PTCCS369 Text and Speech Analysis Syllabus:

PTCCS369 Text and Speech Analysis Syllabus – Anna University Part time Regulation 2023

COURSE OBJECTIVES:

 Understand natural language processing basics
 Apply classification algorithms to text documents
 Build question-answering and dialogue systems
 Develop a speech recognition system
 Develop a speech synthesizer

UNIT I NATURAL LANGUAGE BASICS

Foundations of natural language processing – Language Syntax and Structure- Text Preprocessing and Wrangling – Text tokenization – Stemming – Lemmatization – Removing stop-words – Feature Engineering for Text representation – Bag of Words model- Bag of N-Grams model – TF-IDF model
Suggested Activities
● Flipped classroom on NLP
● Implementation of Text Preprocessing using NLTK
● Implementation of TF-IDF models
Suggested Evaluation Methods
 Quiz on NLP Basics
 Demonstration of Programs

UNIT II TEXT CLASSIFICATION

Vector Semantics and Embeddings -Word Embeddings – Word2Vec model – Glove model – FastText model – Overview of Deep Learning models – RNN – Transformers – Overview of Text summarization and Topic Models
Suggested Activities
 Flipped classroom on Feature extraction of documents
 Implementation of SVM models for text classification
 External learning: Text summarization and Topic models
Suggested Evaluation Methods
 Assignment on above topics
 Quiz on RNN, Transformers
 Implementing NLP with RNN and Transformers

UNIT III QUESTION ANSWERING AND DIALOGUE SYSTEMS

Information retrieval – IR-based question answering – knowledge-based question answering – language models for QA – classic QA models – chatbots – Design of dialogue systems -– evaluating dialogue systems
Suggested Activities:
 Flipped classroom on language models for QA
 Developing a knowledge-based question-answering system
 Classic QA model development
Suggested Evaluation Methods
 Assignment on the above topics
 Quiz on knowledge-based question answering system
 Development of simple chatbots

UNIT IV TEXT-TO-SPEECH SYNTHESIS

Overview. Text normalization. Letter-to-sound. Prosody, Evaluation.
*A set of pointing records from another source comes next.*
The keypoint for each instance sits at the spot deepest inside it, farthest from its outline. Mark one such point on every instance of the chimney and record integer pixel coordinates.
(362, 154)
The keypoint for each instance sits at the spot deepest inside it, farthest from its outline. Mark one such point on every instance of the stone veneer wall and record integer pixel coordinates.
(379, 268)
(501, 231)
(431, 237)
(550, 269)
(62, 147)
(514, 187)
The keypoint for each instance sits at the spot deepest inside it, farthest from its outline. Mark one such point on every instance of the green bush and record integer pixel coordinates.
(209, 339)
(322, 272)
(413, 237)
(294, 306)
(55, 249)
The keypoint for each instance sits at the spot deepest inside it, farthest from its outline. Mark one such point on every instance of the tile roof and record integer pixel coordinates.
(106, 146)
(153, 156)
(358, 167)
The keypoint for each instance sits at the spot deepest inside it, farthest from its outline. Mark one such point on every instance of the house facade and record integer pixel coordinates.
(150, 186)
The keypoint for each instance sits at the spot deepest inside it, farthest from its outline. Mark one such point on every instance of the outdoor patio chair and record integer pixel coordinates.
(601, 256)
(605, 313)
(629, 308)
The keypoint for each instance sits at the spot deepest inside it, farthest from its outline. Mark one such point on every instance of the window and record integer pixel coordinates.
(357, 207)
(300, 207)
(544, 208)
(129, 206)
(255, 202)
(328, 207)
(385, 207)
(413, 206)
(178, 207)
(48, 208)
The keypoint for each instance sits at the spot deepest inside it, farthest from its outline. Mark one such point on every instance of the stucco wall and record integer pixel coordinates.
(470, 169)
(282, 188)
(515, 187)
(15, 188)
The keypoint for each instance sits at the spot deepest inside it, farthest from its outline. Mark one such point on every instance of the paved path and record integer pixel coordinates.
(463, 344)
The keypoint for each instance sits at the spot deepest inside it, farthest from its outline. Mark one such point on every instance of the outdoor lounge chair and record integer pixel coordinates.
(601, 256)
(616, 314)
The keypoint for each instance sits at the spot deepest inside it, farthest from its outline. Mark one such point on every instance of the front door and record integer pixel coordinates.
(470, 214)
Signal processing – Concatenative and parametric approaches, WaveNet and other deep learning-based TTS systems
Suggested Activities:
 Flipped classroom on Speech signal processing
 Exploring Text normalization
 Data collection
 Implementation of TTS systems
Suggested Evaluation Methods
 Assignment on the above topics
 Quiz on wavenet, deep learning-based TTS systems
 Finding accuracy with different TTS systems

UNIT V AUTOMATIC SPEECH RECOGNITION

Speech recognition: Acoustic modelling – Feature Extraction – HMM, HMM-DNN systems
Suggested Activities:
 Flipped classroom on Speech recognition.
 Exploring Feature extraction
Suggested Evaluation Methods
 Assignment on the above topics
 Quiz on acoustic modelling

30 PERIODS
PRACTICAL EXERCISES 30 PERIODS

1. Create Regular expressions in Python for detecting word patterns and tokenizing text
2. Getting started with Python and NLTK – Searching Text, Counting Vocabulary, Frequency Distribution, Collocations, Bigrams
3. Accessing Text Corpora using NLTK in Python
4. Write a function that finds the 50 most frequently occurring words of a text that are not stop words.
5. Implement the Word2Vec model
6. Use a transformer for implementing classification
7. Design a chatbot with a simple dialog system
8. Convert text to speech and find accuracy
9. Design a speech recognition system and find the error rate

TOTAL: 60 PERIODS
COURSE OUTCOMES:

On completion of the course, the students will be able to
CO1:Explain existing and emerging deep learning architectures for text and speech processing
CO2:Apply deep learning techniques for NLP tasks, language modelling and machine translation
CO3:Explain coreference and coherence for text processing
CO4:Build question-answering systems, chatbots and dialogue systems
CO5:Apply deep learning models for building speech recognition and text-to-speech systems

TEXTBOOK

1. Daniel Jurafsky and James H. Martin, “Speech and Language Processing: An Introduction to Natural Language Processing, Computational Linguistics, and Speech Recognition”, Third Edition, 2022.

REFERENCES:

1. Dipanjan Sarkar, “Text Analytics with Python: A Practical Real-World approach to Gaining Actionable insights from your data”, APress,2018.
2. Tanveer Siddiqui, Tiwary U S, “Natural Language Processing and Information Retrieval”, Oxford University Press, 2008.
3. Lawrence Rabiner, Biing-Hwang Juang, B. Yegnanarayana, “Fundamentals of Speech Recognition” 1st Edition, Pearson, 2009.
4. Steven Bird, Ewan Klein, and Edward Loper, “Natural language processing with Python”, O’REILLY.